In a 2014 study, my fellow researchers and I found doctors prescribed fewer unnecessary antibiotic prescriptions for respiratory infections first thing in the morning, but that unnecessary prescriptions gradually increased over the day.

We found the exact same doctor, caring for the exact same patient had a 26 percent higher chance of writing an antibiotic prescription at 4 p.m. compared to 8 a.m.

As doctors got more fatigued, they defaulted to the easy thing : just writing an antibiotic prescription rather taking the time to explain to patients why it is not necessary.

As they went on, doctor's fears of disappointed, dissatisfied, angry or confrontational patients may have loomed larger and larger. They will to confront these fears may have dwindled and more patients left-the-clinic with unnecessary antibiotics.

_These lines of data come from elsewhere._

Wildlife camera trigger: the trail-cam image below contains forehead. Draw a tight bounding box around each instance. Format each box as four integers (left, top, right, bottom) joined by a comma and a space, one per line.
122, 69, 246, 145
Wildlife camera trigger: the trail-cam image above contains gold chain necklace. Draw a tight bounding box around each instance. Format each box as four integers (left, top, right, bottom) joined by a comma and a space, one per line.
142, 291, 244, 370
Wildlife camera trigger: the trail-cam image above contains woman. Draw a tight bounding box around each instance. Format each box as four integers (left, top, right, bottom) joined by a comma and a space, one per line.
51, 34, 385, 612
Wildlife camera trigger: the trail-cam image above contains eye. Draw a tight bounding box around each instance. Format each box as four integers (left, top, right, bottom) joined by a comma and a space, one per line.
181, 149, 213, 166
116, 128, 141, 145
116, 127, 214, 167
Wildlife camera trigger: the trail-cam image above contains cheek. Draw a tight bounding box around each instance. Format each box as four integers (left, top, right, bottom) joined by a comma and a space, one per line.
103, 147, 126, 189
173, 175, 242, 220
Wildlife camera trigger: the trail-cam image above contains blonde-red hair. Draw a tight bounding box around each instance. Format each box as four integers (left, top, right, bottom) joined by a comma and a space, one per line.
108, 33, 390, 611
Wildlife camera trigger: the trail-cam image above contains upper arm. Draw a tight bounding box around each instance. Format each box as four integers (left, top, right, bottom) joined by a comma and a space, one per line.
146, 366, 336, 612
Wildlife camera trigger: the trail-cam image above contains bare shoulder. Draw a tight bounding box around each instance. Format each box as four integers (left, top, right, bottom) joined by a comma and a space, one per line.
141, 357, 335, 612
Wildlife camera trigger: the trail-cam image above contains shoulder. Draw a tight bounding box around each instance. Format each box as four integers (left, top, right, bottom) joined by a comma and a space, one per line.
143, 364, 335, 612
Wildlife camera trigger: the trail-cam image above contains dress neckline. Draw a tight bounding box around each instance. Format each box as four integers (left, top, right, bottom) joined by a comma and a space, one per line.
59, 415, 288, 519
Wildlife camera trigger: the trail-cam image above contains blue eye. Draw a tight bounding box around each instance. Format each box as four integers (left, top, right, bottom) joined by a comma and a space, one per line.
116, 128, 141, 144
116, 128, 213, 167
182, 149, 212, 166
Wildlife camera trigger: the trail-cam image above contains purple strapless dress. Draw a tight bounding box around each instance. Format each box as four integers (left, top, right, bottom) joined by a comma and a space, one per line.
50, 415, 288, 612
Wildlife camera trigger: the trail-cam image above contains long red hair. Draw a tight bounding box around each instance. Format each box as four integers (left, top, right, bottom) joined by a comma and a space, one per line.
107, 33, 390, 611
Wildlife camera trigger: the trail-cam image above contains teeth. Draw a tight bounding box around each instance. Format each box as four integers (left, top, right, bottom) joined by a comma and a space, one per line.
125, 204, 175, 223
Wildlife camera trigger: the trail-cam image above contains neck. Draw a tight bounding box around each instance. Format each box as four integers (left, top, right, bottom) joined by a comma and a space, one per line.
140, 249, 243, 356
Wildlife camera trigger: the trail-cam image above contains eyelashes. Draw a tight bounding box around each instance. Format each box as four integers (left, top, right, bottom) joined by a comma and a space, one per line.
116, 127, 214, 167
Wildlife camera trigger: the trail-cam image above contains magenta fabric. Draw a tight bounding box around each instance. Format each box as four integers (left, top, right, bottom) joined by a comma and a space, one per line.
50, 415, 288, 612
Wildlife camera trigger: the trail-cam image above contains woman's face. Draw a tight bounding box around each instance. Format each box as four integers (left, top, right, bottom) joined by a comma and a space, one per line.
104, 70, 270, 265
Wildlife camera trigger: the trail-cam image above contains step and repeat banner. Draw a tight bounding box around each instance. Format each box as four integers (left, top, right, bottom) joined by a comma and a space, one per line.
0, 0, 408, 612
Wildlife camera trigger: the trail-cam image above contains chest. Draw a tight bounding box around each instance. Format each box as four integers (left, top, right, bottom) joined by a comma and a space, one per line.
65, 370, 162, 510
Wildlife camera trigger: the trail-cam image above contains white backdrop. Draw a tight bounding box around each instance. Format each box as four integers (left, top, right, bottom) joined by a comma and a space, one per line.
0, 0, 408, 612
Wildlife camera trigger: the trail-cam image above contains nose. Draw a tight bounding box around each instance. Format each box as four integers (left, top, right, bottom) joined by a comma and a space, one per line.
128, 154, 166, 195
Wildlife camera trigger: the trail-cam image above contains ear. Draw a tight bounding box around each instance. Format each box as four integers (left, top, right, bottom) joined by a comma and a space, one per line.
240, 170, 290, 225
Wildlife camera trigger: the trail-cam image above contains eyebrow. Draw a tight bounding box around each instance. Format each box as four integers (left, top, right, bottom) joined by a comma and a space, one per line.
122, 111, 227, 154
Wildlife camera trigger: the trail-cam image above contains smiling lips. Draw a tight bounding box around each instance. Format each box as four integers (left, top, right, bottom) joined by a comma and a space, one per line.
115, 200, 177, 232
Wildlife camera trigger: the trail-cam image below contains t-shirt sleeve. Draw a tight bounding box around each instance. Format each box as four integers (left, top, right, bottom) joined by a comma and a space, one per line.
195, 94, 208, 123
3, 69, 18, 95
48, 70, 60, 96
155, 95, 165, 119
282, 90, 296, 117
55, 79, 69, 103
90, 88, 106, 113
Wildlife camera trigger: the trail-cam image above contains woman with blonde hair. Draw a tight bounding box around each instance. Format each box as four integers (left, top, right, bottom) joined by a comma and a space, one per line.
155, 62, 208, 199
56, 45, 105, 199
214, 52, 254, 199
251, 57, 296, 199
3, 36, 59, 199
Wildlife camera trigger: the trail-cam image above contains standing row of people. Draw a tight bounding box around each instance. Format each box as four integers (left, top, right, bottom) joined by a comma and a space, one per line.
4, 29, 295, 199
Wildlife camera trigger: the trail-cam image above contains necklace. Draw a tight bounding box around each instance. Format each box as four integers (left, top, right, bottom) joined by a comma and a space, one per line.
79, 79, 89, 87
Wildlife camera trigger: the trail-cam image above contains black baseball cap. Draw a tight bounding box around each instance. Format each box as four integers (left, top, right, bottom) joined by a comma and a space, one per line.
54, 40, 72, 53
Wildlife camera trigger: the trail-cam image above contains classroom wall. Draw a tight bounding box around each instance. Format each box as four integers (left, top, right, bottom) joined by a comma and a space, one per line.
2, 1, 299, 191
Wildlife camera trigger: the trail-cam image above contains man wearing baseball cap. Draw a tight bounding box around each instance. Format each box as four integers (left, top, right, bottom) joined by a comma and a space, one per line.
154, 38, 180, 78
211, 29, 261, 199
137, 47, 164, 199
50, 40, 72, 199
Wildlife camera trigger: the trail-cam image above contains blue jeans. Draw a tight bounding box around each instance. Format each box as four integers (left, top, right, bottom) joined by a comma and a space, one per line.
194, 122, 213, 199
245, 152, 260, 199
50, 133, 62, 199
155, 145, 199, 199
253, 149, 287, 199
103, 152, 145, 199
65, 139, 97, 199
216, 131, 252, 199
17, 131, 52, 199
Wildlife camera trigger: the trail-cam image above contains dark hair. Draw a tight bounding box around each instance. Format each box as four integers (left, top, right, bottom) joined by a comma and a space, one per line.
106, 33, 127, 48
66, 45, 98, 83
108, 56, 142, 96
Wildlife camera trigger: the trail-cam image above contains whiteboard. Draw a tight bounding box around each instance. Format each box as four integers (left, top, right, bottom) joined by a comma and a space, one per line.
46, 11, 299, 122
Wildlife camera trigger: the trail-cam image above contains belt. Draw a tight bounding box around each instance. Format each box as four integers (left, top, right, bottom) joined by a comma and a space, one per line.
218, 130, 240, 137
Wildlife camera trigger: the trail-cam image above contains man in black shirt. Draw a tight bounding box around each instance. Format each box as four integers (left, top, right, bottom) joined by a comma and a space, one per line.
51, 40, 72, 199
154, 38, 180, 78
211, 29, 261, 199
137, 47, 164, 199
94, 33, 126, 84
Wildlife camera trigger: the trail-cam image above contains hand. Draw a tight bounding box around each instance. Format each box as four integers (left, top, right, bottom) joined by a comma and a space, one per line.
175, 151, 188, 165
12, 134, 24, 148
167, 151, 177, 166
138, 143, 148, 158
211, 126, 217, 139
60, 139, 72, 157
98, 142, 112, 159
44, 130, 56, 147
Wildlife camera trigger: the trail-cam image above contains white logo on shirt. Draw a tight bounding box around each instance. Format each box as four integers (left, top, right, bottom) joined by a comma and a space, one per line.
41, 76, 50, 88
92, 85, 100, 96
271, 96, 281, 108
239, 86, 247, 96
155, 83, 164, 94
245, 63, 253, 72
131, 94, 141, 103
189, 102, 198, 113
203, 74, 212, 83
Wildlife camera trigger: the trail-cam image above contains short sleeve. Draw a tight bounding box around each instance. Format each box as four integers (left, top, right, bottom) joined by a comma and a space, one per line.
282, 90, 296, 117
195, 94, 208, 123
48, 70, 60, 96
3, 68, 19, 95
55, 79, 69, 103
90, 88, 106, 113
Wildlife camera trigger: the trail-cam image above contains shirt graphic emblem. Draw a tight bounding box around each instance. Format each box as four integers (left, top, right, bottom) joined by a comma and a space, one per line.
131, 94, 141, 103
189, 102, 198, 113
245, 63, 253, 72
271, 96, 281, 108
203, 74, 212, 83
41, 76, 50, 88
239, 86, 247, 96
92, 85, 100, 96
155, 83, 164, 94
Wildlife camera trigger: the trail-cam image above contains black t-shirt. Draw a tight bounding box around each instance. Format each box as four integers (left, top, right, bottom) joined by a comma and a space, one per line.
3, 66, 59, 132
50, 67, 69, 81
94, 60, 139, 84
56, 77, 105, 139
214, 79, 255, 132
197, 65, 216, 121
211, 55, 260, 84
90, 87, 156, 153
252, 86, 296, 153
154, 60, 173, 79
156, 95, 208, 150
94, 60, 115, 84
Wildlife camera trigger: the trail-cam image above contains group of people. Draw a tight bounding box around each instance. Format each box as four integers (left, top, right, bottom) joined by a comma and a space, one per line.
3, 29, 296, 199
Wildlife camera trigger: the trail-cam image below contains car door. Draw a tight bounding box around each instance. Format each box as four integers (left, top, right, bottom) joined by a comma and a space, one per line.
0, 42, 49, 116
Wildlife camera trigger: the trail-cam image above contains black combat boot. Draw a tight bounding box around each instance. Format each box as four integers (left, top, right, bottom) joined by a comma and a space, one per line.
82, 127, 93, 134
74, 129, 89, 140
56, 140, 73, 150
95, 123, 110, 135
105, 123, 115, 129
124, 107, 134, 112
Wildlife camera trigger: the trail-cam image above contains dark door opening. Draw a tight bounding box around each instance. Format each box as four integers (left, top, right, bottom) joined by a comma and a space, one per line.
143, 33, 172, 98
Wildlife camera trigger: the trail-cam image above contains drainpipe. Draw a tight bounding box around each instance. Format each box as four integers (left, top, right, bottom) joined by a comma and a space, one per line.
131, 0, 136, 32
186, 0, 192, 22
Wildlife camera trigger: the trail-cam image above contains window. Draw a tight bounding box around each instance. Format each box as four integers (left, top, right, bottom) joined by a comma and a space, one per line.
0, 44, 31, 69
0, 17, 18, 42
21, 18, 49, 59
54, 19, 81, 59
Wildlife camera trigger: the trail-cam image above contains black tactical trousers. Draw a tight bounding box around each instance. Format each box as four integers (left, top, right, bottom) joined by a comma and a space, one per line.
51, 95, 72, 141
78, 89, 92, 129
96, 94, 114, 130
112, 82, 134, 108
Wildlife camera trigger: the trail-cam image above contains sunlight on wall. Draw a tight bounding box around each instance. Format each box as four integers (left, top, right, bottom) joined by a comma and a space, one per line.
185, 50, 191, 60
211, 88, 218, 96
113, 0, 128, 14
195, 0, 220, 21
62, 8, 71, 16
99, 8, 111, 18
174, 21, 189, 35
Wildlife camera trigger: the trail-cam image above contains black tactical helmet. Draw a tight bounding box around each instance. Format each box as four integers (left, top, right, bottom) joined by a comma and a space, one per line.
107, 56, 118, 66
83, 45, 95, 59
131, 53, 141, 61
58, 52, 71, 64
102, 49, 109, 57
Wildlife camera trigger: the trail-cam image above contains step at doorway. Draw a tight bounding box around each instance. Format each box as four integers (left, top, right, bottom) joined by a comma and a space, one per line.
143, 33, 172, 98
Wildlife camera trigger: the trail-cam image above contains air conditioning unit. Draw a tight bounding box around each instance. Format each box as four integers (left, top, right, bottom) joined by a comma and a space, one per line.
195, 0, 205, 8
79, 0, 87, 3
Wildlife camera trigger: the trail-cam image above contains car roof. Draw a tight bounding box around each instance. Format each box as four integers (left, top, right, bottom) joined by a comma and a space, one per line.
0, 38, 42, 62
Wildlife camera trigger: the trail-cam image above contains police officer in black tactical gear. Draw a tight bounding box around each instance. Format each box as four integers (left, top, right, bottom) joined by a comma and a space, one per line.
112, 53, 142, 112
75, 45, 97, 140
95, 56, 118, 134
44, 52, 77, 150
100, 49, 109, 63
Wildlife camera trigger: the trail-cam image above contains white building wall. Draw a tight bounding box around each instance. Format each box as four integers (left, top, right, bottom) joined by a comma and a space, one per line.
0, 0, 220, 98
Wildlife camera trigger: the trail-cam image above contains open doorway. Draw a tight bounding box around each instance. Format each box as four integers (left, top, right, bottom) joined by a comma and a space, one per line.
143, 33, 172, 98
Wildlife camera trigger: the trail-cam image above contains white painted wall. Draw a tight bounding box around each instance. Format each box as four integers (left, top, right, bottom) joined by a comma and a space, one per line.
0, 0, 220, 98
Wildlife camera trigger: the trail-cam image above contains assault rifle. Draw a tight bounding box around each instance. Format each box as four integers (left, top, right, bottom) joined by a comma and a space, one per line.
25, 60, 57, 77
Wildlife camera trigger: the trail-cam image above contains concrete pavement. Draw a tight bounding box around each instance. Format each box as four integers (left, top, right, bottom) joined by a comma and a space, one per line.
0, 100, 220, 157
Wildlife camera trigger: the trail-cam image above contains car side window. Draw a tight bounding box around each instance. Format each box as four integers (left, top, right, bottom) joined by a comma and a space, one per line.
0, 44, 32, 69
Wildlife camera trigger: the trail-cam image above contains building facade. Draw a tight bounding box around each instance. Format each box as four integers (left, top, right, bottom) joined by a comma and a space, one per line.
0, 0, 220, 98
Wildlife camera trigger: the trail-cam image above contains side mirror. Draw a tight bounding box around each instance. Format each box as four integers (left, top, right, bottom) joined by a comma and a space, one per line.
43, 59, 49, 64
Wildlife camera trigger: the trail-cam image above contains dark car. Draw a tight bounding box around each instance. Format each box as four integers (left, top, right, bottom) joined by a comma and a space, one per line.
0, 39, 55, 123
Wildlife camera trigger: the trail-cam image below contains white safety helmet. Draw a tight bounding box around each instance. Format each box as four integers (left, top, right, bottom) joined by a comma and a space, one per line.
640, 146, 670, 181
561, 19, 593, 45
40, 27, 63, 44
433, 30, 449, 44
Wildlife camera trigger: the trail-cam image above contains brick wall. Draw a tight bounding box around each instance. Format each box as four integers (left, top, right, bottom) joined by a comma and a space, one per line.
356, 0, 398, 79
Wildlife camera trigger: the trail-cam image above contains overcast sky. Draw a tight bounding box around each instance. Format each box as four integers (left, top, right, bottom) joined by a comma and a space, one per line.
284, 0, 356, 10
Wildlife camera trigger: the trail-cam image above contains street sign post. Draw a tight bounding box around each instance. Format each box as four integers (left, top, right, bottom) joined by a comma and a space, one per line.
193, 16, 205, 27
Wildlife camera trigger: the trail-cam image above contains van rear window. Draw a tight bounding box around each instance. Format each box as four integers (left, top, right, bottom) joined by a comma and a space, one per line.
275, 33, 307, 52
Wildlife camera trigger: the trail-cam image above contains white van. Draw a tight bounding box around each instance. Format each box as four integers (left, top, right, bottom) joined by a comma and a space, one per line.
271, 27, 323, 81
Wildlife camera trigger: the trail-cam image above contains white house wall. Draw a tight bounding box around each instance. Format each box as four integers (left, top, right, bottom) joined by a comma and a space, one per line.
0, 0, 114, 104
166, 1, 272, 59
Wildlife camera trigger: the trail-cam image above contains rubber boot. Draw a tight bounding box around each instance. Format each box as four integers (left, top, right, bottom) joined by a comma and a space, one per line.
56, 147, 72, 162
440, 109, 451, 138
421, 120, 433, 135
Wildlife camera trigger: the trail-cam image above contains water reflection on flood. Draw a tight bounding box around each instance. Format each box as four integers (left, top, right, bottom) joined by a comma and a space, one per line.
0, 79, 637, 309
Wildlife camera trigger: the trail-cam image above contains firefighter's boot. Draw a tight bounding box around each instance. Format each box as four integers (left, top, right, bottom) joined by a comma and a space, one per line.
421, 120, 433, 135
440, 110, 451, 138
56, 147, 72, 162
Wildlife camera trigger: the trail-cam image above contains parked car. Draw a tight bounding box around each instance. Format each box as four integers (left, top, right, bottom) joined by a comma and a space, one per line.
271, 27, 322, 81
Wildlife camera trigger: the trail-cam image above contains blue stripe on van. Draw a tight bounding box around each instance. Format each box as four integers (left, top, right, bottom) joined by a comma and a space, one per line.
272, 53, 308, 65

The same pattern of doctors defaulting to the easy thing later in the day has appeared for decreased influenza vaccinations, increased opioid prescribing for back pain and decreased physician hand-washing.

We doctors like to think of ourselves - and the public might like to think of us - as rationale decision makers, but depending on the time of the day, treatments change.

What can be done?

Half the battle is knowing this exists, finding a plan to compensate and maybe taking a quick break.

But scheduling mandatory breaks doesn't cut down the amount of work. Certainly, improving the efficiency of the current generation of electronic health records would help things go more smoothly in the office.

Most cancer screening and preventive services could be done outside of face-to-face visits by support staff. This would allow doctors to focus on necessary care in the moment.

But that requires big changes to most health insurance, which still largely pays only for in-person visits.

The honor and serving of the latest operational research on Medicine, Doctors, and Practices, continues.